What is meant by competitive inhibition?
The inhibitor binds in the active site of the enzyme, thus competing with the substrate for the hotspot. Enzymes have varying affinities for inhibitors, and of course the most effective inhibitor would be more attractive to the enzyme than the regular substrate.
What effect does a competitive inhibitor have on a Michaelis Menten plot?
Moves line to right, slows down rxn, can lower Vmax. Curve stays hyperbolic.
What effect does a competitive inhibitor have on a Lineweaver-Burke plot?

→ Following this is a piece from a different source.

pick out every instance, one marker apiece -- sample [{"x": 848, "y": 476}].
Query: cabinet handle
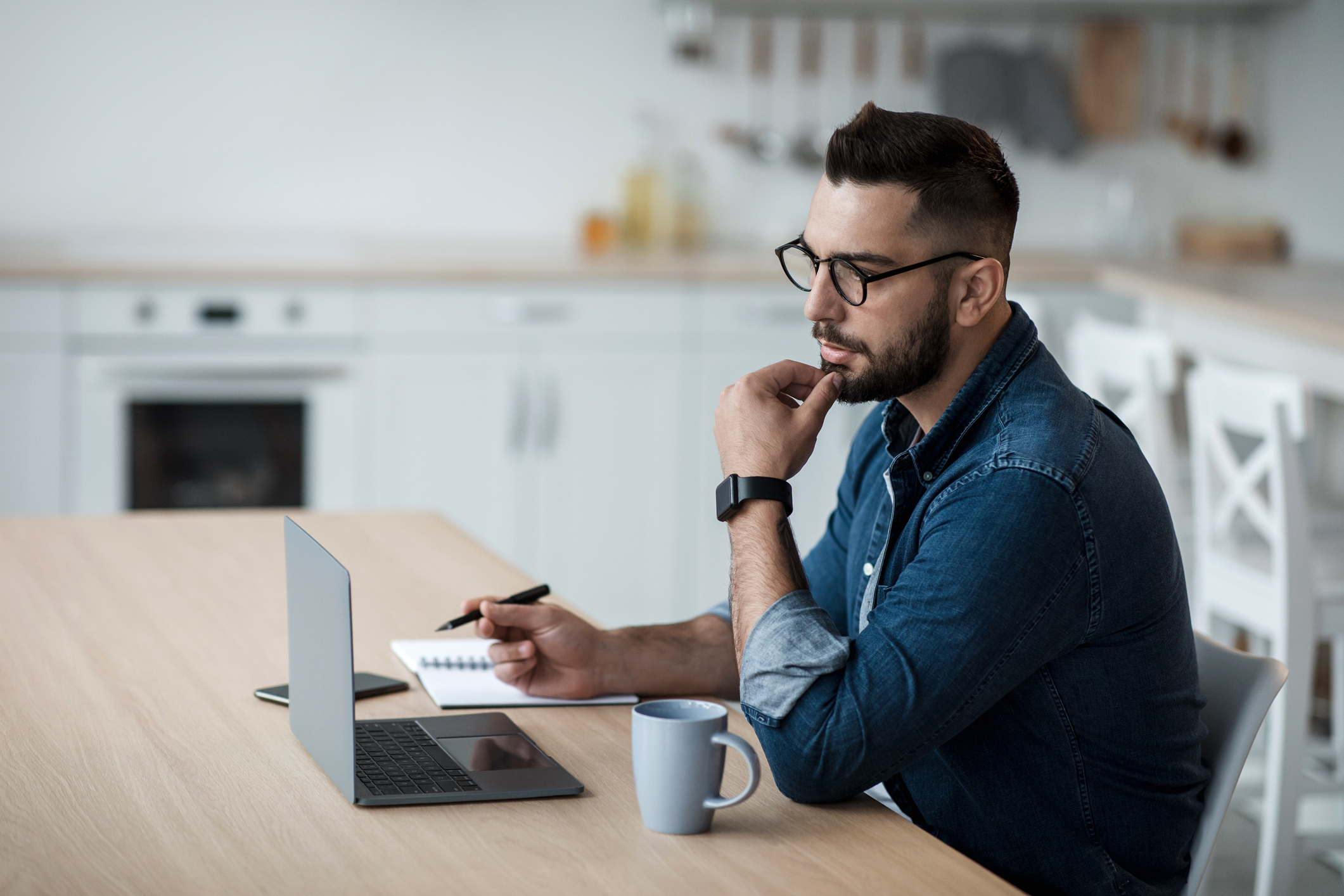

Makes the line steeper, moves Km closer to 1/[S] axis
Does it affect Km or Vmax?
Km changes. It becomes apparent Km, modified by alpha = 1 + [I]/Ki
Vm stays the same. The line in the Michaelis Menten curve gradually approaches same Vmax when [S] approaches infinity.
"can affect enzyme's Km, Kcat, or both"
pages 214-217 in text: Competitive Inhibition:
-is the most common form of reversible enzyme inhibition
-resembles substrate in size & chem properties
-lacks exact electronic structure that allows it to react
-"The presence of a reversible inhibitor does not affect the enzyme's Kcat, so as [S] approaches infinity, Vo approaches Vmax".
-substrate analogs are good CI's
- the best inhibitors are transition state analogs
-to catalyze a rxn, an enzyme must bind to and stabilize the rxns TS -- this somehow supports the statement that TS analogs are best inhibitors
WHY DO SOME TS ANALOGS ACT AS COMPETITIVE ENZYME INHIBITORS?
-well, why?
-TS analogs make good drugs
-triose phosphate isomerase
-HIV treatments designed by considering how TS analogs inhibit viral enzymes
How does a transition state analog affect a Lineweaver-Burke plot? Changes Km by a factor of alpha but doesn't change Vmax. Line is steeper. This is competitive inhibition, still.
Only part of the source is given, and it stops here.